An alarm company installs IP Cameras on several light poles in a parking lot and lightning strikes one of the poles sending a surge thru all the equipment and takes out the computers in the building and at the same time starts a small electrical fire.
The alarm company claims it’s an act of god and not there responsibility. Wrong again when the investigator gets on scene and again determines the install fails to meet the NEC section 900 which requires all low voltage cables entering buildings be properly protected by using surge protection and bonding and grounding applications. The alarm company also faces a code violation citation for not following the code as well after the fire and code people investigate.
Cable companies and Telephone Companies include surge protection on all of there installs what makes an alarm company think it is exempt from following these same codes.
Mostly it is a lack of proper education in our industry and apathy on the part of alarm company owners to get there employees properly trained. Plus when going to even an approved training class all too often these courses fail to properly recognize and endorse the use of the NEC .
I see it all the time when it comes to fire alarms better than 90% of the fire systems I have taken over or serviced for others are non code compliant when it comes to how Fire Alarm wiring is to be properly run and installed. This is why I feel alarm companies should be employing electricians to install the wiring to code not using techs who are not trained to follow the NEC and when wiring is not properly installed this is when systems fail.
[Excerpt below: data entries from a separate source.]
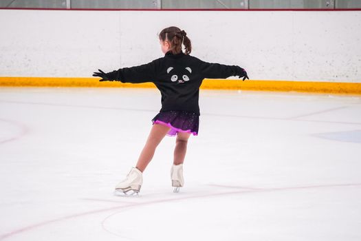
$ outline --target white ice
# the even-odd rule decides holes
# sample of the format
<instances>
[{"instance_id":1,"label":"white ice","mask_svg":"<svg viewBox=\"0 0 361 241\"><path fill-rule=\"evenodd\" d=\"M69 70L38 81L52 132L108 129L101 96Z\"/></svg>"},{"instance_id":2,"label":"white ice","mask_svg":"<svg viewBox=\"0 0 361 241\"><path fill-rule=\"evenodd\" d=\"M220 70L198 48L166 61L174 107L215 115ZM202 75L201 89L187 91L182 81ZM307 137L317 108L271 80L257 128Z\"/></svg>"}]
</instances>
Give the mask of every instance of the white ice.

It is time the Security Industry takes a good hard look at its self and its training and start turning out properly trained techs becuse as the world gets more in the mood litigate
And as OSHA , NFPA, ICC and other codes are being more closely watched and updated as technology is changing at a fast pace and more and more integration of computers becomes involved there is now a much higher chance of something going very wrong and an incident hitting seven figures in damage.
The industry needs to get out of its head we are doing low voltage and do not need to meet codes and instead realize we are installing Class II and III wiring which must meet all applicable codes because if we do not do it right some one gets hurt.